Jason Yundt <jason@jasonyundt.email> · Mon, 27 Jan 2025 18:07:30 -0500

On Mon, Jan 27, 2025 at 06:37:40PM +0100, Alejandro Colomar wrote:
> [CC += наб]
> 
> Hi Jason,
> 
> On Mon, Jan 27, 2025 at 12:14:43PM -0500, Jason Yundt wrote:
> > On Mon, Jan 27, 2025 at 04:53:10PM +0100, Alejandro Colomar wrote:
> > > Right.  But then, when do you need to do encoding?
> > 
> > Personally, my preference is that programs use the locale’s codeset
> > because I can override the locale codeset in the rare event that UTF-8
> > isn’t the correct option.  In my previous example, I was able to set the
> > LANG environment variable to jp_JP.SJIS so that I could run that old
> > software in an environment where pathnames were encoded in Shift-JIS.
> > If everything just always assumed a particular character encoding for
> > pathnames, then I wouldn’t have been able to do that.
> 
> But if the program handles arbitrary strings, just like the kernel does,
> that would work too.
> 
> > > > > -  Accept anything, but reject control characters.
> > > > > -  Accept anything, just like the kernel.
> > > > 
> > > > These last two also aren’t quite complete recommendations.  If a GUI
> > > > program wants to display a pathname on the screen, then what character
> > > > encoding should it use when decoding the bytes?
> > > 
> > > Just print them as they got in.  No decoding.  Send the raw bytes to
> > > write(2) or printf(3) or whatever.
> > 
> > I don’t think that printing is a good way for GUI applications to
> > display text.  I don’t normally run GUI applications in a terminal, so
> > I’m not normally able to see a GUI application’s stdout or stderr.  Most
> > of the GUI applications that I use display pathnames as part of a larger
> > window.  In order to do that, the GUI application needs to know which
> > characters the bytes in the pathname represent so that the GUI
> > application can draw those characters on the screen.
> 
> I would do in a GUI exactly the same as what command-line programs do:
> pass the raw string to whatever API prints them.  If the string makes
> sense in the current locale, it will be shown nicely.  If it doesn't
> make sense, it will display weird characters, but that's not a terrible
> issue.  Just run again with the appropriate locale.

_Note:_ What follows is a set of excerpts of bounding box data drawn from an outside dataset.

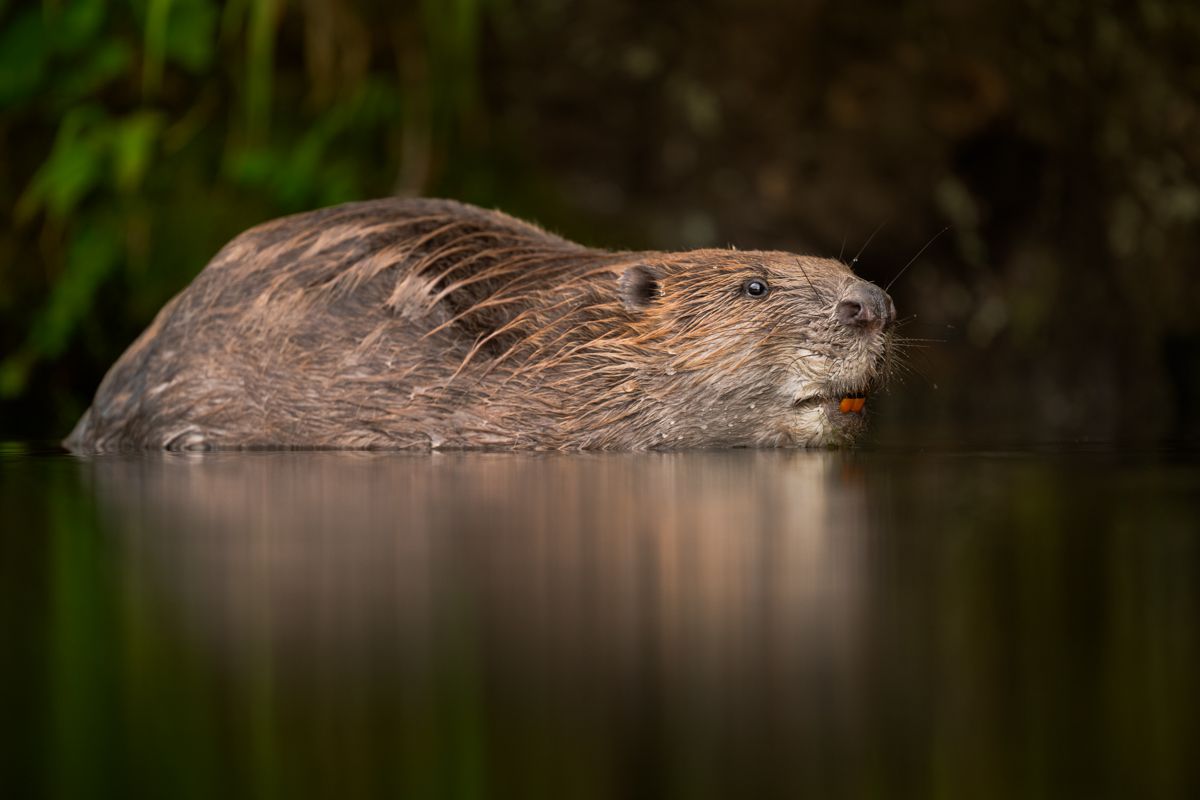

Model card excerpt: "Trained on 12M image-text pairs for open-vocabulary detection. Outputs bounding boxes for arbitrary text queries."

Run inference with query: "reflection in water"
[0,452,1200,798]
[96,453,865,680]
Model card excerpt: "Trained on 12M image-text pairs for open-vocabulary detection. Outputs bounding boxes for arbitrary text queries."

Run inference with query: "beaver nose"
[838,281,896,327]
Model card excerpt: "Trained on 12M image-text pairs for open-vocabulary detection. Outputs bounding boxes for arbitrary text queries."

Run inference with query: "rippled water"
[0,447,1200,798]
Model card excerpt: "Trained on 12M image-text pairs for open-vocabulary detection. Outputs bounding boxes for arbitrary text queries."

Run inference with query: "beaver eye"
[742,278,770,297]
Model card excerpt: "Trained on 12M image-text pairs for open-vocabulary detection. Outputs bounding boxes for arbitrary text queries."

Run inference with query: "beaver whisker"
[883,225,950,291]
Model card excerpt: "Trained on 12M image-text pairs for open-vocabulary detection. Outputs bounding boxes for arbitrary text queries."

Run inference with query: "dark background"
[0,0,1200,443]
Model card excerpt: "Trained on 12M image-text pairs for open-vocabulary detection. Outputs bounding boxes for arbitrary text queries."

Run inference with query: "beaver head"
[482,249,895,449]
[63,199,895,450]
[573,249,895,446]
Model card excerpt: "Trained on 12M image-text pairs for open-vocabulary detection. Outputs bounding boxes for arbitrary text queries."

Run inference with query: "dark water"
[0,447,1200,798]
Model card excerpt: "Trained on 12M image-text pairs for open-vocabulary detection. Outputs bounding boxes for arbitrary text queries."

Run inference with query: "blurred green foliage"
[0,0,496,432]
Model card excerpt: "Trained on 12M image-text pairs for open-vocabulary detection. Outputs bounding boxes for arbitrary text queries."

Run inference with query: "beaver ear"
[617,264,662,311]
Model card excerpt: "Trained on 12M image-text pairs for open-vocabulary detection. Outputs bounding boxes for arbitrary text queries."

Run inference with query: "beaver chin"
[788,390,868,447]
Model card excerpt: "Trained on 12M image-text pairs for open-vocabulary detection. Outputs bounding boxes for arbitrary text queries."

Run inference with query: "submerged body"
[66,199,895,451]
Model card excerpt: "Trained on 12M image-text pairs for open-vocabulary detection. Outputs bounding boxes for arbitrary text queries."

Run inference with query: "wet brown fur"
[67,199,890,451]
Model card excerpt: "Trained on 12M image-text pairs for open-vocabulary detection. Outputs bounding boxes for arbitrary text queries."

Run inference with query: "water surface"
[0,447,1200,798]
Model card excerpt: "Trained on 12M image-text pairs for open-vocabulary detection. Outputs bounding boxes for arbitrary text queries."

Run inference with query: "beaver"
[65,198,895,452]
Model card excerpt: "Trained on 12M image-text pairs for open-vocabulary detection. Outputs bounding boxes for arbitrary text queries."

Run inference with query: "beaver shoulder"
[67,199,894,450]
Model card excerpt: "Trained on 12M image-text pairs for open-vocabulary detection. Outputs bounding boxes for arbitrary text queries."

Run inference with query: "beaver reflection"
[84,451,866,672]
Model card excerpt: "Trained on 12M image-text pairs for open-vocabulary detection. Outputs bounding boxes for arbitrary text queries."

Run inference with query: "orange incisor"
[838,396,866,414]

OK, but how does that API figure out what characters to display?  What
character encoding should that API use when drawing the characters?  I
think that it’s OK to replace the current recommendation, but
pathname(7) should really explain how such an API would figure out what
characters need to be drawn on the screen.

> For example, in the git repository of the Linux man-pages project, there
> are commits authored by наб <nabijaczleweli@xxxxxxxxxxxxxxxxxx>.  
> Whenever I see the git-log(1) in one of my systems with the C locale, I
> see weird characters.  I just need to re-run with the C.UTF-8 locale.
> 
> But it handles the bytes correctly, even if they don't make sense to the
> system.  If git(1) failed whenever a string doesn't make sense in the
> current locale, the repo would be corrupted sooner than later.